The uniformed cop stared blankly at Patton. “A what, sir?”
“Sorry, old habits — an APB. I doubt there are many vehicles out now. Maybe we’ll catch a well-deserved break.”
“Already done, but our patrols were limited by dispatch this morning. It seems that everyone is out with the flu. We’ve got the main streets covered, but not a lot else.” He spoke in his most professional voice.
Patton guessed that the officer was in his early twenties and anxious to please. “What’s your take on this, Officer Yaeger?”
“You mean the body, sir? I think Mr. Van Der died of natural causes. There are no signs of a struggle. No marks on the body. No real motive. I don’t think we’re going to find much here.” Yaeger was excited that the new chief of detectives had asked for his opinion; it would make for a good story back in the precinct.
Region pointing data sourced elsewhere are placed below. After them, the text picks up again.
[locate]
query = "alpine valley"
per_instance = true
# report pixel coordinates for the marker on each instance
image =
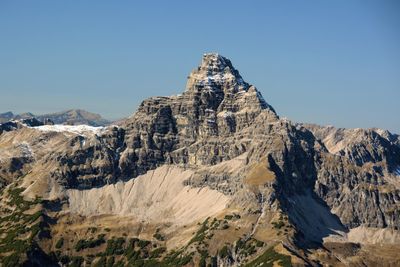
(211, 177)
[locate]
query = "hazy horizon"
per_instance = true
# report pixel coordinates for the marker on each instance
(329, 63)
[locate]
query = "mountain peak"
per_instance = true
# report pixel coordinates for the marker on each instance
(216, 73)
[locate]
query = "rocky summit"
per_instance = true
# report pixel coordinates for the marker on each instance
(210, 177)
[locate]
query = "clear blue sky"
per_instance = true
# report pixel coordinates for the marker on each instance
(328, 62)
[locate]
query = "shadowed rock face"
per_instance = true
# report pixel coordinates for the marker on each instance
(220, 127)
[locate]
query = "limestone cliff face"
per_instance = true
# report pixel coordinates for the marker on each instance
(352, 175)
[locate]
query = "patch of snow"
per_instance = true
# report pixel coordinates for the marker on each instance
(227, 114)
(26, 150)
(76, 129)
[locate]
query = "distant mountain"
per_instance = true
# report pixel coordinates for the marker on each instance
(70, 117)
(210, 177)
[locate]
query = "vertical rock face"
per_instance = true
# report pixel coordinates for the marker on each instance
(186, 129)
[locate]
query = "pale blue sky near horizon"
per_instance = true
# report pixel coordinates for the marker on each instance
(326, 62)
“What about the witness’s account of a man standing over the body?” It was strange, but Patton was starting to see things a little from Rucker’s point of view. What were the odds that someone had driven by just at the instant that Van Der fell over? Especially on a morning like this. And then, after stopping to help, why did he calmly walk away when Rucker showed up? Good Samaritans didn’t do things like that. His brain began to itch, a sure sign that he was missing something.
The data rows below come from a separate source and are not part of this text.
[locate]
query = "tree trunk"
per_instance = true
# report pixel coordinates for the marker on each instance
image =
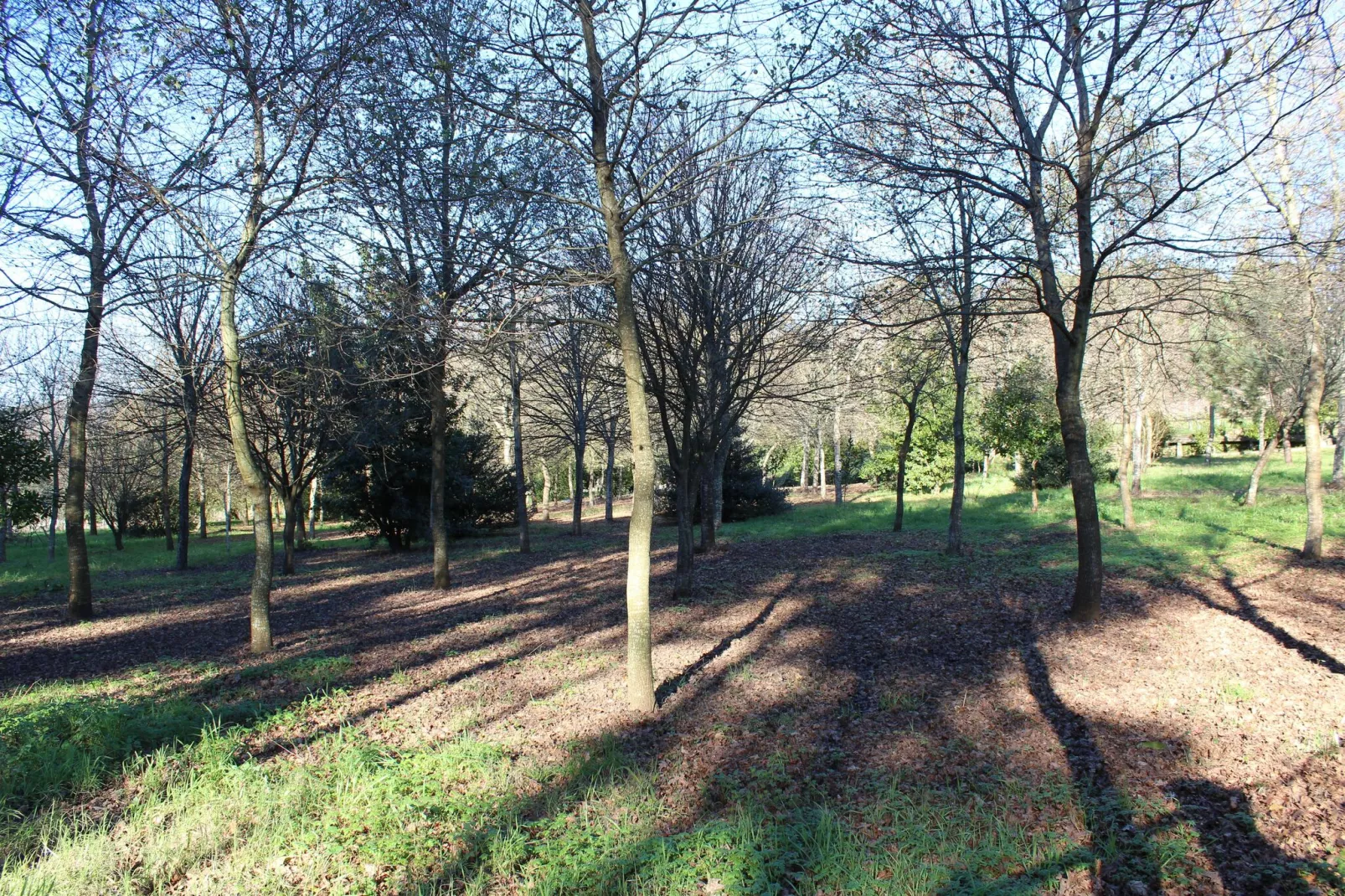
(577, 487)
(901, 461)
(1074, 430)
(546, 492)
(80, 596)
(229, 505)
(1140, 455)
(1127, 461)
(201, 485)
(1262, 459)
(1209, 444)
(838, 471)
(803, 467)
(184, 494)
(721, 461)
(1338, 459)
(638, 631)
(55, 506)
(607, 481)
(519, 475)
(959, 458)
(291, 505)
(708, 529)
(439, 471)
(259, 490)
(1313, 436)
(164, 496)
(312, 510)
(686, 494)
(822, 466)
“I’m sure it was someone stopping by to help,” Yaeger said, proud he had a reasonable answer at the ready.
“Probably,” Patton said with less conviction than a few moments earlier. The overheated kitchen was starting to close in on him, and he began to sweat under his new suit. “Thank you, Yaeger. That will be all.”
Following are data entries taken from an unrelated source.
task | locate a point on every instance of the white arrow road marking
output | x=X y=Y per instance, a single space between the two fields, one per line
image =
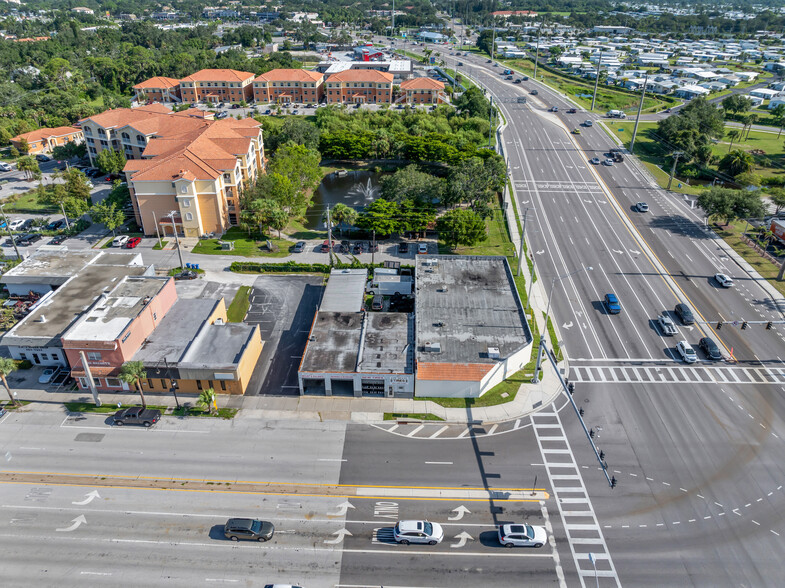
x=77 y=521
x=88 y=498
x=342 y=509
x=460 y=511
x=340 y=534
x=462 y=539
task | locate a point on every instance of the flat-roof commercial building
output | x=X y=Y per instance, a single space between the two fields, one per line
x=351 y=352
x=471 y=326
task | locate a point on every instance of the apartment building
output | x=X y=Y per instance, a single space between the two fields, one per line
x=44 y=140
x=217 y=85
x=158 y=89
x=422 y=91
x=359 y=87
x=179 y=163
x=289 y=85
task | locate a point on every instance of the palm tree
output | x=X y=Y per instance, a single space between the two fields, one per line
x=207 y=399
x=7 y=365
x=732 y=135
x=133 y=372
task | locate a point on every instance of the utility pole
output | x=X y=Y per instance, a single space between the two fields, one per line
x=329 y=236
x=676 y=155
x=638 y=118
x=596 y=81
x=177 y=240
x=537 y=51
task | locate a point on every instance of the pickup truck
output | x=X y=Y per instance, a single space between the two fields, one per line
x=136 y=415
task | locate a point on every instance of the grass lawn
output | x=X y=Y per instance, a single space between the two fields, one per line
x=392 y=416
x=254 y=245
x=732 y=235
x=239 y=306
x=607 y=98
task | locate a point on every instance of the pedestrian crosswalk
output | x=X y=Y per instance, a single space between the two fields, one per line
x=665 y=374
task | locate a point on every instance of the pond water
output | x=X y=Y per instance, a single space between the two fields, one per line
x=357 y=188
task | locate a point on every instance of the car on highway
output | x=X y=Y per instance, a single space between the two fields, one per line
x=687 y=352
x=684 y=313
x=406 y=532
x=136 y=415
x=46 y=376
x=710 y=348
x=522 y=535
x=667 y=326
x=724 y=280
x=252 y=529
x=612 y=304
Patton wanted to express his final condolences to the widow and her newly arrived son and get back outside, where he could breathe.
Ten minutes later, he was inhaling large gulps of clean, cold mountain air as he stood in the middle of a set of tire tracks that cut through the snow of the unplowed street. He considered the situation. A single set of tracks. Only one car had driven down this road since late the previous night. All the police units had been directed to park at the opposite end of the street and walk down to the Van Ders’ house. The original responding unit was still parked in front of Rucker’s house, just behind the idling ambulance. No one except Rucker’s mystery man had come this way. What are the odds of that? He thought. His brain itch was really going now.
Rucker’s garage door opened with a loud scraping sound, and Patton jumped. He watched the coroner’s GMC Power Wagon bound over the snow effortlessly. Rucker expertly spun the four-wheel-drive vehicle in the street and drove north, towards the city’s downtown, away from Patton and his solitary tire tracks. The crime scene unit, or more properly, what passed for a crime scene unit in Colorado Springs, watched Rucker drive off, and almost as if on cue, they turned as one to Patton. Their collective intent was obvious: Okay, the bizarre man is gone. Can we stop now? Patton turned away, feeling their disappointment on his back, and trudged up the street. Following the tracks was a little obvious, and in real life, they never led anywhere, but still, someone had to do it.